The second edition of TalentCLEF, a shared evaluation challenge at CLEF 2026, introduced two tasks: contextualized job-person matching (English and Spanish) and job-skill matching with skill type classification. The challenge attracted 113 registered teams and over 400 submissions, indicating significant community interest in NLP benchmarks for Human Capital Management. The paper describes datasets, evaluation settings, and results across participating teams.
SkillGenBench is a new benchmark designed to evaluate the ability of LLM agents to generate correct, reusable, and executable skills from raw repositories and documents, rather than merely using pre-provided skills. It covers two generation regimes (task-conditioned and task-agnostic) and two procedural sources (repository-grounded and document-grounded), with standardized execution-based evaluation protocols. Experiments across multiple skill-generation methods reveal substantial performance variation and distinct failure modes depending on source type. The benchmark aims to establish skill generation as an independent research problem within agent systems.
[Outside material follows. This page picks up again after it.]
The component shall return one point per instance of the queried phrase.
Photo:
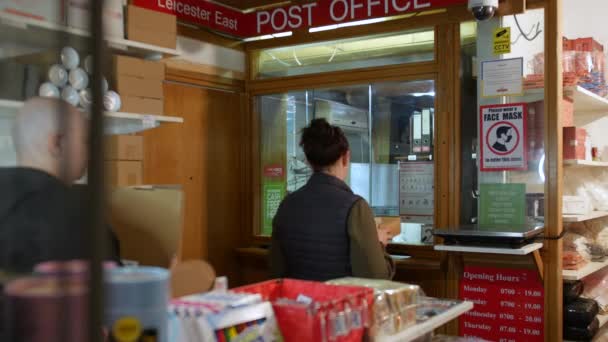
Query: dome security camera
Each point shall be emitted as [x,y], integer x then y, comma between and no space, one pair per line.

Researchers introduce SkMTEB, the first MTEB-style embedding benchmark for Slovak, covering 31 datasets across 7 task types — roughly 4× the existing multilingual benchmark coverage for the language. Evaluation of 31 embedding models shows large instruction-tuned multilingual models outperform Slovak-specific NLU models on embedding tasks. The authors also release e5-sk-small (45M) and e5-sk-large (365M), derived from Multilingual E5 via vocabulary trimming and fine-tuning, achieving competitive performance with proprietary APIs at up to 62% size reduction.
HIPE-2026 is the third edition of a shared-task evaluation series, shifting focus from named entity recognition to temporally grounded relation extraction across French, German, and English historical documents. Seventeen teams submitted over 40 runs, spanning large language models to lightweight classifiers, evaluated on predictive accuracy, computational efficiency, and cross-domain generalization. The campaign surfaces trade-offs between accuracy and robustness when processing noisy OCR text from 19th–20th century newspapers and early modern literary sources. Results provide a benchmark snapshot of the current state of historical relation extraction for cultural heritage applications.
Researchers introduce ParaPairAudioBench, a pairwise audio benchmark of 5,175 audio pairs spanning five paralinguistic dimensions (Style, Rate, Emphasis, Age, Gender) designed to evaluate Large Audio-Language Models as judges. Experiments show current LALMs lag human judgment by 32 percentage points on average and exhibit severe calibration failures, especially in ambiguous 'Tie' cases. The benchmark includes same-transcript and cross-transcript conditions to disentangle lexical from acoustic reliance, enabling more rigorous assessment of LALM reliability for speech evaluation.
Researchers introduce Claw-SWE-Bench, a multilingual SWE-bench-style benchmark and adapter protocol designed to fairly compare heterogeneous agent harnesses ("claws") on GitHub issue-resolution tasks. The benchmark contains 350 instances across 8 languages and 43 repositories, with an 80-instance Lite subset for cost-efficient validation. Key findings show adapter design dominates raw model choice: a minimal adapter scores 19.1% Pass@1 versus 73.4% for a full adapter using the same GLM 5.1 backbone, and harness choice and model choice each shift Pass@1 by roughly 27-29 percentage points. The work also introduces cost accounting as a first-class evaluation axis alongside accuracy.
OpenAI introduces MLE-bench, a benchmark designed to measure AI agent performance on machine learning engineering tasks. The benchmark draws from Kaggle competitions to evaluate agents on realistic ML engineering workflows. Initial results show that current agents, including those powered by o1-preview, achieve competitive performance on a subset of tasks but fall well short of top human competitors. The benchmark is intended to track progress in agentic ML capabilities over time.
The fifth CODI-CRAC shared task on multilingual coreference resolution expanded its scope with five new datasets and two additional languages, leveraging CorefUD 1.4 covering 27 datasets across 19 languages. The 2026 edition emphasized long-range coreference chains spanning many words and sentences. Ten systems participated, including four LLM-based approaches; traditional systems still led but LLMs showed notable potential, suggesting competitive parity may be near.
Researchers introduce SpeechEQ, a benchmark framework for evaluating sociolinguistic and emotional reasoning in Speech-Language Models (SLMs), comprising 2,265 multi-turn dialogues across 15 Emotional Quotient subscales grounded in EQ-i 2.0 theory. The benchmark reveals three systematic failure modes in current multimodal models: over-reliance on text (modality shortcut), alignment-induced safety trap, and contextual amnesia across turns. End-to-end architectures outperform cascaded systems but all evaluated models fall short of genuine emotional awareness. The dataset and demo are publicly released on HuggingFace.